电话前两次都被掐断了,第三次终于接通,我还没说话,她生气的声音已经传来,「你怎么回事?不是说不要主动联系我……」
「廖凡来了。」我说。
电话那头突然陷入了沉默。
「你和他用我的身份结了婚,你为什么不告诉我……」
「清清?」陆湛的声音通过电话传了过来,「帮我拿一条领带过来。」
我愣了愣。
「我今晚没法和你多说,」卢清清小声,「我马上要和阿湛去个慈善晚会,你想办法先稳住他,明天我会联系你。」
「等……」我话音未落,嘟嘟嘟的忙音已经传了过来。
手心的血一滴一滴地落在地上,我仰起头,擦干泪,穿上衣服,去楼下药店买了碘附和棉棒。
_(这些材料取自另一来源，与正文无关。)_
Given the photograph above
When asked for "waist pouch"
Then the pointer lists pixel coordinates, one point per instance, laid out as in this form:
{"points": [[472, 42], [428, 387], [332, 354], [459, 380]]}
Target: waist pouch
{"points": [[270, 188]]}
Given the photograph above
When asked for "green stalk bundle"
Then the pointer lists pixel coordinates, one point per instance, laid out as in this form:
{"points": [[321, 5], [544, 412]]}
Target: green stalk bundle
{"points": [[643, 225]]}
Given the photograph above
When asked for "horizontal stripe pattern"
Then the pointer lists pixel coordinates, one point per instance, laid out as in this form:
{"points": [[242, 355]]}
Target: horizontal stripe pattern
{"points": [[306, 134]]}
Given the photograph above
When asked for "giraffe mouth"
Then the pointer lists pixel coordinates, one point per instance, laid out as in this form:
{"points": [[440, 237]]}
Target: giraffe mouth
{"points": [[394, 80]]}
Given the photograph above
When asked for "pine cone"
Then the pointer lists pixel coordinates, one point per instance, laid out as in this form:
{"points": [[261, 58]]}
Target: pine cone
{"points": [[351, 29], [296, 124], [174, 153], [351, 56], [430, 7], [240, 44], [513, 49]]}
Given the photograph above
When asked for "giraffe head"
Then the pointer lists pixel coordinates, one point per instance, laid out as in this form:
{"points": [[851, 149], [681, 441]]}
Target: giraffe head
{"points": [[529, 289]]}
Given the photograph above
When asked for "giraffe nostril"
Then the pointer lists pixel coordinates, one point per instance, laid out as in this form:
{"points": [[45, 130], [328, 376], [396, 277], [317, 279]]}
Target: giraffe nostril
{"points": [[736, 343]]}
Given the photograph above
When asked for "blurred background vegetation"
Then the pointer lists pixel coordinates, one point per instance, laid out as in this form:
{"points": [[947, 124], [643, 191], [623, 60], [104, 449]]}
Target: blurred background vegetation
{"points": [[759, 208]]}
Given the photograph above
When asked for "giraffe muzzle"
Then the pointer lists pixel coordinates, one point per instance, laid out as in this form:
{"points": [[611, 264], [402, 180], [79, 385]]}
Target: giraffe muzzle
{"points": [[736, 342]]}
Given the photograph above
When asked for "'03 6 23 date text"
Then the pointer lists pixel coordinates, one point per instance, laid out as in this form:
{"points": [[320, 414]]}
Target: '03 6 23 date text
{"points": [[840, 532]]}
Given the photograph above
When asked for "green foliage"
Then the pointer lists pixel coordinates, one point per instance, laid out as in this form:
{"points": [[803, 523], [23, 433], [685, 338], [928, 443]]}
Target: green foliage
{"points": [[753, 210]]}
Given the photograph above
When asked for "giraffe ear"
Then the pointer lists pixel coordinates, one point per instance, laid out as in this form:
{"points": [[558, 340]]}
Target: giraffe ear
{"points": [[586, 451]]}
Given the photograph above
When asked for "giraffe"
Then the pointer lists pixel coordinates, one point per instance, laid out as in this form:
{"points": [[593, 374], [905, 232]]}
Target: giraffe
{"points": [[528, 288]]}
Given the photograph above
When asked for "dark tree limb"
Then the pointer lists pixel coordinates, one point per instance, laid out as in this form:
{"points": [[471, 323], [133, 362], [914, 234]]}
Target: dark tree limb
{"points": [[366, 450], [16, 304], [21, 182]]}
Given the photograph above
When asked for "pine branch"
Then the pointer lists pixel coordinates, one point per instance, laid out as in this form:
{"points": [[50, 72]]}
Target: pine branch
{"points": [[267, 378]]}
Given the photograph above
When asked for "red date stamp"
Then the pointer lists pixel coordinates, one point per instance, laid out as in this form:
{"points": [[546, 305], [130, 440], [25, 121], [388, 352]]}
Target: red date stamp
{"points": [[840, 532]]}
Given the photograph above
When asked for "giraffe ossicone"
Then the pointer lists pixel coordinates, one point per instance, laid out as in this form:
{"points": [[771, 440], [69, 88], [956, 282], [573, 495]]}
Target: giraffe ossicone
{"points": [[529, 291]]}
「姑娘,」卖药的是个大姐,「你这个最好还是去医院看看,可能得打破伤风啊。」
我点点头,「谢谢啊大姐。」
从医院回来,已经晚上十一点了。
廖凡就那么四仰八叉地躺在地上,打着呼噜,睡得很沉。
我想了想,还是从厨房拿了把刀,锁上厨房的门,就这么握着刀,靠着橱柜睡了。
不知过了多久,我听到厨房门把手拧动的声音。
我惊得一下子跳起来,发现外面天已经大亮。
「咔嚓!」门锁开了,我紧紧握着刀,警惕地看着门口。
廖凡打开门,进来,手上拿着个小铁丝。
「你别害怕。」他轻声说,「我没有恶意,只是怕你在里面出事。」
我依旧举着刀,没有放下。
「昨天我喝多了,真的很对不起。」他顿了顿,「我,我把外面都收拾好了,你不用怕,真的,我现在很清醒,不会对你做什么的。」
「你……知道我是谁吗?」
他点点头,默了下,「小澈。」
客厅真的已经被他打扫得干干净净了。
「对不起。」两人对坐在桌子两侧,他又一次道。
「廖凡,」我开口,「既然你现在都清醒了,那我们去把离婚办了吧。」
谁知他摇头,「不行。」
「为什么?」
「小澈。」他吸了吸鼻子,「我前一阵子喝多了住院,阿清她就是那时候偷偷走的,我出院后就一直在找她。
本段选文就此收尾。